In the Market Breadth ratios published, green color of the ratio indicates a value of more than 2 and red color indicates a value of less than 0.5. Green color means general market conditions are to the upside and red color indicates the general market conditions are to the downside. These colors indicate breadth thrust. The Market Breadth ratios are also useful in interpreting the market when they are in extreme zones (outliers); this can show the market is extremely oversold. A third way is to see the market breadth diverging from the S&P500 index. In this case the S&P500 index may be trending up but the Market Breadth ratios may be trending down, showing a divergence in trend between the S&P500 index and the Market Breadth ratios. This indicates that most of the stocks are not participating in the markets up move, and soon the market may top out.


References: stockbee.blogspot.com (A very useful website to follow)
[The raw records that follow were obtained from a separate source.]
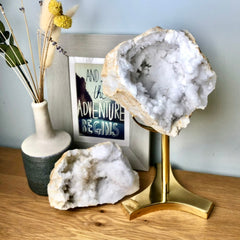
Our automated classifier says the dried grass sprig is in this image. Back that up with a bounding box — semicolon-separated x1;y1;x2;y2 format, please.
0;0;78;102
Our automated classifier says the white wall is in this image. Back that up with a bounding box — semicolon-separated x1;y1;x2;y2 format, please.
0;0;240;177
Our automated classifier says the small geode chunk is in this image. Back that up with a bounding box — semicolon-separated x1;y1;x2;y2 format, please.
102;27;216;136
48;142;139;210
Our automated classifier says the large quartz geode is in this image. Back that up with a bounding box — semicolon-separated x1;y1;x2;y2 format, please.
102;27;216;136
48;142;139;210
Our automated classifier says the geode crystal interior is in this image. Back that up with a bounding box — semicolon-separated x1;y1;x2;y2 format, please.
102;27;216;136
48;142;139;210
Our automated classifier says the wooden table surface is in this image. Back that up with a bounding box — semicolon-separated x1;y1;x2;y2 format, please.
0;147;240;240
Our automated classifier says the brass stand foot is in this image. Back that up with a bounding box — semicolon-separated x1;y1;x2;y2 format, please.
122;163;214;220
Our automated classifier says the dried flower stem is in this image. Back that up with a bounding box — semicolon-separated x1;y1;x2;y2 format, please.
0;5;36;102
0;51;36;101
21;0;38;98
39;17;53;101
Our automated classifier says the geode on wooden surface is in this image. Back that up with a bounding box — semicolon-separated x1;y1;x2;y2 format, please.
48;142;139;210
102;27;216;136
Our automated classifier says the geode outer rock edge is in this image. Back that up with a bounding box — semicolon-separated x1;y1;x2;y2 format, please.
48;142;139;210
102;27;216;136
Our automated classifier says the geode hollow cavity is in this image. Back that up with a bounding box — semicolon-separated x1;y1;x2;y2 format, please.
48;142;139;210
102;27;216;136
Market Breadth ratios is just one very useful tool to judge the general market conditions. I will discuss and explain other tools in future blogs. It is possible, if you are investing in momentum stocks (like the stocks with high composite ratings in Investor’s Business Daily) that the Market Breadth ratio may be giving a positive signal but your stocks are not making money. The time to be fully invested in the market is when the Market Breadth ratio is giving positive signals for the general market conditions and the momentum stocks general list (an index made of these stocks) is in uptrend and showing good price pattern formation. At other times one needs to be patient till all ducks are in a row, even if you feel the market is leaving you behind.  To quote Livermore “One of the most helpful things one can learn is to give up trying to catch the last eight or the first. These two are the most expensive eighths in the world.”